Today's devotion comes from the Lent series put out by Goshen College. You can find the whole devo here. You can sign up to receive them via email there. They are a blessing to my Lent and Advent seasons. - Vikki 

What does it mean to repent?

I’ve mulled this question over as a daily practice for the past weeks as I’ve pondered Jesus’ words in Luke 13:1-9, “unless you repent, you too will all perish.”

It’s not that I haven’t heard the word before. I associate it with being sorry for one’s sins and making amends—and beyond that, with extreme gestures of penance. It’s a downright uncomfortable, if not painful word, often associated with punishment and self-abnegation, meaning it has accumulated in English ever since Wycliff’s first translation of the Bible into English, carried over into modern revivalism.

I looked up the original Greek word: metanoia. To change one’s mind and course of action.

A few chapters earlier, in Luke 10: 25-28, a lawyer questions Jesus on what he must do to inherit eternal life. Jesus turns the question back to the lawyer, asking what he has found in Jewish law. The lawyer answers, “Love the Lord your God with all your heart, with all your soul, with all your strength, and with all your mind; and your neighbor as yourself.” Right on, Jesus tells him.

It’s hard to stay oriented in our love of God and our neighbor in a world driven by values of individual accomplishment, duty and success. We need constant reminding. We need daily repentance. Not self-flagellation, but reorientation. We need to live our faith.

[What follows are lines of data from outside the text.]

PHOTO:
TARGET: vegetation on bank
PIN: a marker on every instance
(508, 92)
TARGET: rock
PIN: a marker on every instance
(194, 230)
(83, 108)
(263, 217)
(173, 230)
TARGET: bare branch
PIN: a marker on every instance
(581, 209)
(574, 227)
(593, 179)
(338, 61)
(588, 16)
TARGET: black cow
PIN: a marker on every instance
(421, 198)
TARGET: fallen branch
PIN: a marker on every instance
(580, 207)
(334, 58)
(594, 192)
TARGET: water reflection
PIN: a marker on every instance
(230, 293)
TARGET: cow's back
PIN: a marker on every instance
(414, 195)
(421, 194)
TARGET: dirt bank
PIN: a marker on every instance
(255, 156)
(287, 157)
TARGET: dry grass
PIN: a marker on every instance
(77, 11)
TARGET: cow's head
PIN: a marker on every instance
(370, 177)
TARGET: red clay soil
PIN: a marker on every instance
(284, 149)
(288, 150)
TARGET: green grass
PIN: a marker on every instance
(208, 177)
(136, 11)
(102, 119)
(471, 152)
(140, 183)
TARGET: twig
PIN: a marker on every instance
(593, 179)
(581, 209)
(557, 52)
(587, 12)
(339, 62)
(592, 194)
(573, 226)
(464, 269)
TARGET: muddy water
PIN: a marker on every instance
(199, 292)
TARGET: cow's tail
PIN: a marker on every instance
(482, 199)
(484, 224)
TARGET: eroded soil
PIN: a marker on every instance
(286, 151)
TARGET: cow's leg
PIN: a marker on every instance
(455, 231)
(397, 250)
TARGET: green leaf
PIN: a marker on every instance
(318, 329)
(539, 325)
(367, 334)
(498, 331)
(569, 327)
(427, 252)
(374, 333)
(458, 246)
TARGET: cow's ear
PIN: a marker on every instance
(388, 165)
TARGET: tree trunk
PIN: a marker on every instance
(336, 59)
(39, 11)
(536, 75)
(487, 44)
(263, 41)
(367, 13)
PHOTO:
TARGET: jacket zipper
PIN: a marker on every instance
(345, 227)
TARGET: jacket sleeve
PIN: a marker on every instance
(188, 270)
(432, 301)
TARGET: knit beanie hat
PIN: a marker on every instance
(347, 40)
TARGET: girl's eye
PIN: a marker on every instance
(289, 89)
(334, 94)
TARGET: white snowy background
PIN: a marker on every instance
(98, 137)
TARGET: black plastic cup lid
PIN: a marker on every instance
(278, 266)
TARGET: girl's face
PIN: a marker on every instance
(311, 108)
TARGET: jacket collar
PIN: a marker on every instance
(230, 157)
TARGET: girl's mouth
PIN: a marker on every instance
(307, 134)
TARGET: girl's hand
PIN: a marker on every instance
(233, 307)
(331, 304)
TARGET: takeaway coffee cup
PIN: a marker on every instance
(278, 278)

Misinterpretations of repentance as punishment for imperfection—if only I do this perfectly, or selflessly, or righteously I can avoid disapproval, pain, and death—are ego-driven. There is nothing we can do to earn God’s grace. We need to embrace our human limitations every day, to feel our regret and our need for greater guidance. We need to remember our place in creation, infused with the spirit and connected to one another.

As I’ve meditated on repentance—allowing time to feel the priorities of divine and human love in my life—I’ve had a recurring image of my first child at age two (she’s now 32), crawling into my lap in her red hand-knit sweater, her smiling round face eager for a hug. It’s not that she lacked for affection, but she was followed by three siblings, so often had to give up my lap. I was often distracted while juggling life, work, graduate school, and childcare. I called her and told her I wished I could go back in time and hug her more often. Amused, she said, “I’m still the same person. I’m still here.””

I invite you to repent daily during this Lenten season—to find time every day to reorient yourselves in the embrace of a loving God and to share that love in your daily life.